PGScatalog / pgsc_calc

The Polygenic Score Catalog Calculator is a nextflow pipeline for polygenic score calculation
https://pgsc-calc.readthedocs.io/en/latest/
Apache License 2.0
106 stars 19 forks source link

Extra QA for scoring #141

Open smlmbrt opened 1 year ago

smlmbrt commented 1 year ago

Description of feature

Add additional checks to make sure all variants in the scoring file have been calculated on the samples. Currently this check is only for test data, but it should run on real data to ensure the SUMs are always directly comparable across datasets). Related to #139

smlmbrt commented 4 months ago

In #244 we make sure that all scoring files have yielded results.
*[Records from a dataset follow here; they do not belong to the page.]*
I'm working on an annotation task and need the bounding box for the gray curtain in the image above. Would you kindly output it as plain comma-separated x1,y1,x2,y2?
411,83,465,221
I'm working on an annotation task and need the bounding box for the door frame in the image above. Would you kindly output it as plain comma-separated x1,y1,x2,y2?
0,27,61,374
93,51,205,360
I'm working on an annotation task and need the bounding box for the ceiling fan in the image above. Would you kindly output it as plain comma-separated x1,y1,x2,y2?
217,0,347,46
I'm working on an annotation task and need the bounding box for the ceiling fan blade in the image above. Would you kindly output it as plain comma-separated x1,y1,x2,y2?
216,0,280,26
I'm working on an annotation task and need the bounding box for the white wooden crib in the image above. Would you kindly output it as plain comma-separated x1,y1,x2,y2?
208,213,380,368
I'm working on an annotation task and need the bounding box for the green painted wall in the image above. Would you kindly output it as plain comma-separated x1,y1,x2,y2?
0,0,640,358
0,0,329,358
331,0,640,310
DarioS commented 4 months ago

Does "score correlation tests" refer to something like a heatmap? It would be nice to see one as standard in the HTML report. image This plot tell us whether newer PGS are genuinely novel or are more of the same and of dubious value.

smlmbrt commented 3 months ago

Specifically checking that the .vars file is identical to the variants in the scoring file using a diff command?

smlmbrt commented 3 months ago

Does "score correlation tests" refer to something like a heatmap? It would be nice to see one as standard in the HTML report. image This plot tell us whether newer PGS are genuinely novel or are more of the same and of dubious value.

No, this seems too related to custom analyses and not general use of the pipeline. It's also trivial to do by reading in the pgs file, pivoting wide, and running cor in R.